Johnson speelt hoog spel met EU
De Britse premier Boris Johnson zit in de problemen. De voorsprong van zijn Conservatieve partij lijkt als sneeuw voor de zon te verdwijnen. Kon de premier in mei nog rekenen op 50 procent van de stemmen tegen 35 procent voor Labour, de grootste oppositiepartij. In september zou nog maar 42 procent van de kiezers het Conservatieve hokje aankruisen terwijl Labour 38 procent van de stemmen zou krijgen.
De problemen van Johnson hebben vooral te maken met de onvrede over de aanpak van het Covid-19virus. Veel Britten verwijten de regering het virus te hebben onderschat, met als gevolg een late reactie waardoor het Verenigd Koninkrijk nu een zwaarst getroffen landen in Europa is. Zo zijn er 357.000 Britten met het virus besmet. Bovendien zijn er ruim 41.000 mensen overleden. En dat zijn er weer meer dan in elk ander Europees land.
Johnson kan dus wel een succesje gebruiken, ook al met het oog op het einde van de overgangsperiode van de Brexit. Op 1 januari om 00.00 uur is de Brexit een feit.
Maar nu morrelt de Britse premier aan de voorwaarden van het akkoord dat de EU en het Verenigd Koninkrijk zijn overeengekomen. En die betreffen met name het zogeheten backstop-akkoord, dat de afspraken vastlegt over het grensverkeer tussen Noord-Ierland en de Ierse Vrijstaat dat tot de EU behoort.

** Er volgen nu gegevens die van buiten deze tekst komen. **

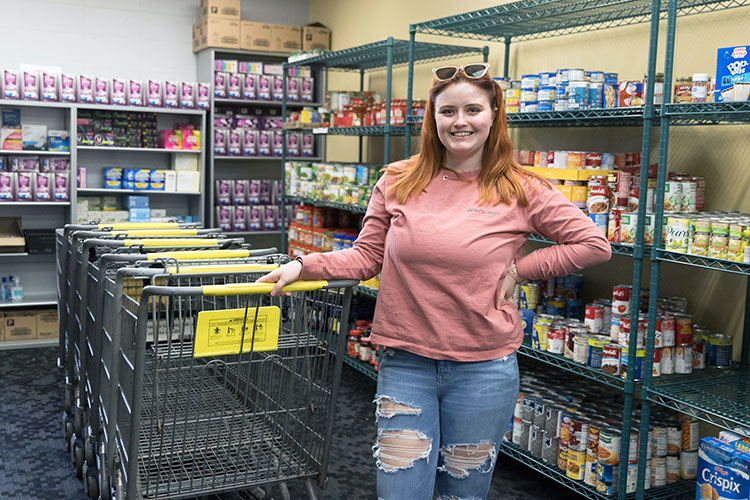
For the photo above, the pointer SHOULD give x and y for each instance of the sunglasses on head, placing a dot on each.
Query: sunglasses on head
(473, 71)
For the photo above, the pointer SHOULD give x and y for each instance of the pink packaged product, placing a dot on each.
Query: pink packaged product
(170, 95)
(308, 145)
(306, 90)
(221, 137)
(42, 187)
(68, 88)
(224, 189)
(153, 93)
(249, 142)
(235, 142)
(134, 93)
(62, 180)
(221, 80)
(239, 219)
(224, 218)
(250, 86)
(9, 85)
(118, 91)
(30, 86)
(264, 87)
(7, 186)
(49, 82)
(101, 91)
(234, 87)
(24, 186)
(203, 99)
(85, 88)
(187, 95)
(253, 192)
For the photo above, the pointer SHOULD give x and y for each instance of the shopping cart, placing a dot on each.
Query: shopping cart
(246, 399)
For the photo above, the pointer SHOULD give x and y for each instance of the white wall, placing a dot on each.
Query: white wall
(126, 38)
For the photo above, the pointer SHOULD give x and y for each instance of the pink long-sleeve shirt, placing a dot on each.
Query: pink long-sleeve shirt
(444, 257)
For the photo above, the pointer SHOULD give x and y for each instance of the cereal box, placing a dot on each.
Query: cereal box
(733, 74)
(723, 472)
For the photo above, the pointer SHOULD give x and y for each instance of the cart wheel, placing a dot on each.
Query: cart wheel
(78, 457)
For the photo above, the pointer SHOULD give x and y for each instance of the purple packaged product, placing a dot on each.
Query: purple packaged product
(42, 184)
(224, 189)
(253, 192)
(118, 91)
(307, 90)
(187, 95)
(24, 183)
(250, 86)
(264, 87)
(9, 85)
(49, 87)
(221, 137)
(220, 84)
(249, 142)
(224, 218)
(30, 86)
(203, 99)
(85, 88)
(101, 90)
(264, 142)
(308, 144)
(153, 91)
(254, 222)
(134, 91)
(292, 143)
(7, 186)
(235, 142)
(278, 142)
(170, 95)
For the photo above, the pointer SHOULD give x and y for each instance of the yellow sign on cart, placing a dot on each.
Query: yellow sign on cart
(219, 333)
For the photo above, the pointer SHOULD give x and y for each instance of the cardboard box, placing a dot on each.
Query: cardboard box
(219, 33)
(316, 36)
(11, 235)
(286, 38)
(256, 36)
(221, 9)
(47, 326)
(20, 325)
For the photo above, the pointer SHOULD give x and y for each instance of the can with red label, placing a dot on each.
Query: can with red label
(621, 295)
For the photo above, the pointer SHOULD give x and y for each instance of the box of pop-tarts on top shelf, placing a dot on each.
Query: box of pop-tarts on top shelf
(723, 472)
(733, 74)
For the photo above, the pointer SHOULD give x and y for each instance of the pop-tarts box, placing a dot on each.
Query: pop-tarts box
(723, 472)
(733, 74)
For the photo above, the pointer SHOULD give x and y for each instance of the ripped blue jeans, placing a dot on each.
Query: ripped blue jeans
(440, 424)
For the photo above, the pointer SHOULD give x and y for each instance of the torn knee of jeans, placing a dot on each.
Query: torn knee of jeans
(387, 408)
(399, 449)
(459, 459)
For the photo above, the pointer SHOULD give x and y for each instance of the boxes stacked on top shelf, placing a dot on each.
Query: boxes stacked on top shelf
(18, 136)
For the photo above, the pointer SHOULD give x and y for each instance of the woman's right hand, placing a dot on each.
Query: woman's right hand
(288, 273)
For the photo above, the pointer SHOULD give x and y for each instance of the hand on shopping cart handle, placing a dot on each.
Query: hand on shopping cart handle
(288, 273)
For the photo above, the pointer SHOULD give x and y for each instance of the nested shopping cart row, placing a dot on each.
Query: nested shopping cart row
(183, 376)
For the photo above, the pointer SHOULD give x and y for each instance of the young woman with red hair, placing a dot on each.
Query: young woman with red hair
(446, 228)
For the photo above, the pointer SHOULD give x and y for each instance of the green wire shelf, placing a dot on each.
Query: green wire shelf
(568, 365)
(530, 20)
(726, 266)
(320, 203)
(719, 397)
(708, 113)
(680, 490)
(372, 56)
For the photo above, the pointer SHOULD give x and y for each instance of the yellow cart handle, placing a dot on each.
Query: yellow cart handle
(261, 288)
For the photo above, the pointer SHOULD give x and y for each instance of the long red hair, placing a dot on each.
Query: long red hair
(501, 178)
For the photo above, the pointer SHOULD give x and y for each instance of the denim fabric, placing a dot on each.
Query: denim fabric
(450, 403)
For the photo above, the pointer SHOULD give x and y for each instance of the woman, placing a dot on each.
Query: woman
(446, 228)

In het Verenigd Koninkrijk is er veel kritiek op het handelen van de Britse regering. Fervente Brexiteers, onder wie de radicale adviseur David Cummings, hadden nooit veel op met het akkoord. Zij zien meer in een No-Deal, met alle gevolgen van dien. Ook hopen zij op een voorkeursbehandeling van de Verenigde Staten van Amerika.